When your boat fills with water, you need a bucket to bail it out.

But sometimes there’s just too much water.

For digital forensics experts working in an IoT world, drowning in data is the new norm. It can seem like the old tools aren’t adequate

The old methods of water removal still work, of course, like the traditional methods of forensics still work, but they simply may not work fast enough to make a difference in some contexts.

A recent paper, titled Cybercrimes Investigation and Intrusion Detection in Internet of Things Based on Data Science Methods, dives into how data science methods can be co-opted to help forensic investigators deal with large amounts of data:

The massive amount of data needs new fast and efficient processing tools and techniques for data extracting and analyzing in less period of time. Data science methods can be used for this purpose to investigate and detect a different type of severe attacks and intrusions. This chapter introduce principles of Digital Forensics, Intrusion Detection and Internet of Things as well as exploring data science concepts and methods that can help the digital investigators and security professionals to develop and propose new data science techniques and methods that can be adapted to the unique context of Internet of Things environment for performing intrusion detection and digital investigation process in forensically sound and timely fashion manner.

It is a matter of scale. These days, we produce about 2.5 exabytes (that’s 2.5 billion gigabytes) of data every day. The number is only going up.

Our refrigerators, dishwashers, coffeemakers, light switches, door locks, thermostats, and lights are now hooked up to the internet.
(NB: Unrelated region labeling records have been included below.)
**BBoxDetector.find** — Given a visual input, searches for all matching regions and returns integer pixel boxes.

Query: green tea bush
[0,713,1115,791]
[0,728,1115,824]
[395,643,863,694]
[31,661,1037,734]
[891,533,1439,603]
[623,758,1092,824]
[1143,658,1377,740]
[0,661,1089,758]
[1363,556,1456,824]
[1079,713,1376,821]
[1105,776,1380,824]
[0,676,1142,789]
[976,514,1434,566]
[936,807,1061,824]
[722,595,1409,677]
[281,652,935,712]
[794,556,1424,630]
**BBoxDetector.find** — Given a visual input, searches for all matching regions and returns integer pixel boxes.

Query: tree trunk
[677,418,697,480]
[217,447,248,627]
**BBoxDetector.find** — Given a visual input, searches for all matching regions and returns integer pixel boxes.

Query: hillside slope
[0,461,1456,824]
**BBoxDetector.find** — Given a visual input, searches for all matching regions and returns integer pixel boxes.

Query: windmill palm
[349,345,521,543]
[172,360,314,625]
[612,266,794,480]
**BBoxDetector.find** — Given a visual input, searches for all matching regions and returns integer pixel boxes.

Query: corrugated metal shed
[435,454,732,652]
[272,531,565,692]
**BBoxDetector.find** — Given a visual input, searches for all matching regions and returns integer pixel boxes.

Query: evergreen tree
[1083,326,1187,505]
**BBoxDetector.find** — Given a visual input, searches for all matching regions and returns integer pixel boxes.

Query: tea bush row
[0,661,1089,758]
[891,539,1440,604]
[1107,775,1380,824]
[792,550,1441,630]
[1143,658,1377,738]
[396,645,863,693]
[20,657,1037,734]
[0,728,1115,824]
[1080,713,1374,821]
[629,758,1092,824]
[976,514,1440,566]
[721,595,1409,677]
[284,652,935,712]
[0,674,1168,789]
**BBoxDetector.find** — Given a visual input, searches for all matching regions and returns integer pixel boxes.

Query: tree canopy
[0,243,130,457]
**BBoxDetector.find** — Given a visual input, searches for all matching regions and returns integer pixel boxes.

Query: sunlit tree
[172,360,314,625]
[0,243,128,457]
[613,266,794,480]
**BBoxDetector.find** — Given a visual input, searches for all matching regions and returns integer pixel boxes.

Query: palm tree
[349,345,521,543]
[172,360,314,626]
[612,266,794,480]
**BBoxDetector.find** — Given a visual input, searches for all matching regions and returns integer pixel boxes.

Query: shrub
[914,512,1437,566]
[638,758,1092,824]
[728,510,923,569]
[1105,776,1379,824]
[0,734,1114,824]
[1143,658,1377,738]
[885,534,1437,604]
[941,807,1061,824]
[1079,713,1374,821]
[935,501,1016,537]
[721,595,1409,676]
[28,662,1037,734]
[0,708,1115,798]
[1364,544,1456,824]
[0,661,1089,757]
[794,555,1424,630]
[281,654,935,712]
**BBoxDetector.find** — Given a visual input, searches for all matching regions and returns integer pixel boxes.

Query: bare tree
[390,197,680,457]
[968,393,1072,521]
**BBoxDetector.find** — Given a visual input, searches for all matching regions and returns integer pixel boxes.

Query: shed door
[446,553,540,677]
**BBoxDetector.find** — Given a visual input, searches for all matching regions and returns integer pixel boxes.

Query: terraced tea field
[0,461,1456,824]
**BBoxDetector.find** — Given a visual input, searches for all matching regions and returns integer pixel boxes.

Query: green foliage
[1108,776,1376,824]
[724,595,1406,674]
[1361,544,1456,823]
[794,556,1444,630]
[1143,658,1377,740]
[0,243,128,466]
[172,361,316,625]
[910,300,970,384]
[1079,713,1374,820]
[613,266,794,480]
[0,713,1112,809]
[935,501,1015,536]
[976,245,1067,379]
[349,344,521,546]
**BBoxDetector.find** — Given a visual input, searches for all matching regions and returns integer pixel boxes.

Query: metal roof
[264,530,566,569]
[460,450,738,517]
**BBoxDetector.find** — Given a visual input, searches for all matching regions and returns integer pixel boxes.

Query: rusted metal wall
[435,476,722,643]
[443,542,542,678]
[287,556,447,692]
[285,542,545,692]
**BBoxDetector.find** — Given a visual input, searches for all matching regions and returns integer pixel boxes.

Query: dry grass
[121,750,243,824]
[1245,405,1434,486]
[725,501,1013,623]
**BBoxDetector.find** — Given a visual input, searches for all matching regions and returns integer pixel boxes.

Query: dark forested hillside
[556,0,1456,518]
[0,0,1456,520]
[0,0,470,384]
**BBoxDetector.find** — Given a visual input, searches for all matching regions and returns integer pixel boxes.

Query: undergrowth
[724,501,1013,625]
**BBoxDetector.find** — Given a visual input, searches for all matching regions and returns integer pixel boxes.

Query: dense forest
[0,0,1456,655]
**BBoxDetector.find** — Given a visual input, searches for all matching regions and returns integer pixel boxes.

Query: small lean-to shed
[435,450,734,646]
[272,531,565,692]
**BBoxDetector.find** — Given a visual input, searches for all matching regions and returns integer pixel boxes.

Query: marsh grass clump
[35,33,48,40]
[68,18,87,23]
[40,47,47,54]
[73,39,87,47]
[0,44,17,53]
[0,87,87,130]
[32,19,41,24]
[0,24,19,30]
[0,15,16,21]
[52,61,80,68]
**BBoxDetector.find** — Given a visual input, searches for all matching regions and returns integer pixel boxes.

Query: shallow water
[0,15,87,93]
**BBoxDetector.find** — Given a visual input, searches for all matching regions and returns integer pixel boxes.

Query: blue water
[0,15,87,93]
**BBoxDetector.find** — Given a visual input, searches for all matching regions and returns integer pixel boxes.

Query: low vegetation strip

So are our cars, traffic lights, and transportation systems.

It is not just the amount of data produced but the rate at which it is continually produced that makes it resistant to the task traditional forensics to collect, preserve, analyze, visualize, and present data.

Newer and much faster processing tools are needed and this is where digital forensics can get a leg up from the field of data science. Data science methods can extract previously hidden and unknown information from a mass of unstructured data quickly. Machine learning and automatic extraction methods can search and organize large amounts of data in a jiffy.

Semantic Indexing

Among the tools that can be borrowed from data science is semantic indexing. Instead of just recording key words, it also examines the entire database as a while to see if any other document has those same words. It then uses a mathematical technique called singular value decomposition (SVD) to highlight patterns in the unstructured data. This makes the indexing much more efficient and allows the recognition of useful knowledge.

Pattern Recognition

Pattern recognition systems are also used in data science. The AI present in the software could be trained to recognize patterns from sample of previous work even though it is now spread across a huge volume of data. This could aid forensics workers in identifying authors of fake emails or malicious code.

Image Analytics

Analytical methods derived from data science can also discover if images presented in evidence are forged or tampered with. A camera’s images sensor usually procures a predictable pattern of noise. If the level or quality of noise changes from area to area on a photo, it may have been tampered with. Such distinctions in the level of noise from sensors can only be discovered through the processing of large amounts of data.

Supposedly deleted files on a hard drive are actually not deleted. it is just fragmented all over the place and new data can override it. Data science techniques can recognize these file fragments and stich them together again, enabling forensics investigators to reclaim the data.

These examples do not exhaust the possibilities for cross-fertilization. In the future, more data science techniques can be adapted to the needs of digital forensics. With the explosion of data still ongoing, we are sure that they would be needed in the very near future.